Em agosto de 2011, na tentativa de estabelecer normas para tratamento, o
Conselho Federal de Medicina apresentou o documento chamado "Diretrizes
Gerais Médicas para Assistência Integral ao Usuário do Crack", em que
preconiza que o período de internação para "limpeza" do organismo deve
durar entre 7 e 14 dias. O texto aponta indícios que devem ser
investigados pela equipe médica ao ter contato com o paciente e quais
remédios devem ser usados para inibir a vontade de consumir a droga.
A diretriz mostra também a necessidade de um tratamento
multidisciplinar, cuidando tanto da parte física quanto das questões
psicológicas e de sociabilidade do dependente, na tentativa de prevenir
recaídas. O conselho alerta para que os médicos verifiquem outras
doenças que possam estar associadas ao uso do crack e orientem o
dependente químico para tratá-las.
Algumas clínicas apostam na religiosidade ou em doutrinas que buscam
inibir o consumo de álcool ou tabaco para convencer o dependente da
cura.
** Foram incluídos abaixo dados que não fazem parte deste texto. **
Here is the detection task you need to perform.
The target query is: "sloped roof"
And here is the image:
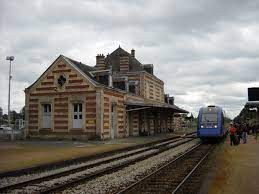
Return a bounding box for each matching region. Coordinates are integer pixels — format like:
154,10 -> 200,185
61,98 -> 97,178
63,56 -> 96,81
105,47 -> 143,71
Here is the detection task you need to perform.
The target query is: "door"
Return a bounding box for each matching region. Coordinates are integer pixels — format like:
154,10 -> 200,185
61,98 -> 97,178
73,103 -> 83,129
111,103 -> 117,139
42,104 -> 51,129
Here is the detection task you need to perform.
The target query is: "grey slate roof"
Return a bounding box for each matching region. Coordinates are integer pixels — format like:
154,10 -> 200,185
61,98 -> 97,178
63,56 -> 96,81
105,47 -> 143,71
Outras preveem rotinas de atividades físicas e escolares, horários
regrados e alimentação controlada, além do uso de medicação e
acompanhamento psicológico.
Onde estão os viciados em crack?
Sem definição sobre a maneira mais eficiente de prevenir, recolher,
entrevistar e tratar quem usa crack, clínicas particulares e unidades
estaduais e municipais adotam normas diferentes de atuação. Também não
há banco de dados dos pacientes, com informações interligadas pelo
Ministério da Saúde, impossibilitando que médicos conheçam histórico de
tratamento e medicamentos usados pelos dependentes com mais de uma
internação, por exemplo.
O
plano "Crack, é possível vencer",
lançado em 7 de dezembro de 2011, prevê um trabalho conjunto entre os
governos federal, estaduais e municipais nas áreas da saúde, segurança
pública, defesa de fronteiras e assistência social.
A pesquisa encomendada pela Presidência da República à Fundação Oswaldo
Cruz (Fiocruz), em maio de 2010, custou R$ 6,914 milhões. Segundo o
professor e coordenador da pesquisa, Francisco Inácio Bastos, não há
previsão para conclusão.
Outro trabalho, da Universidade Federal de São Paulo, apontou o país
como maior mercado mundial do crack, onde 2% da população faz uso da
droga (2,8 milhões de jovens e adultos). De acordo com o estudo, o
Sudeste concentra o maior número de usuários (46%), seguido pelo
Nordeste (27%) e pelo Norte (10%).
Cracolândia
Um ano após a Prefeitura de São Paulo e o governo estadual
intensificarem as ações contra o crack, a chamada cracolândia no Centro
da
capital resiste e ganha "filiais".
Dados da administração municipal e da Defensoria Pública, relatos de
policiais militares, guardas-civis e ex-dependentes químicos, além de
flagrantes do
G1, indicam que ruas e avenidas da região
central seguem ocupadas por usuários e traficantes de drogas. Moradores
de bairros das zonas Sul, Norte, Leste e Oeste da cidade também
passaram a conviver com usuários reunidos em minicracolândias.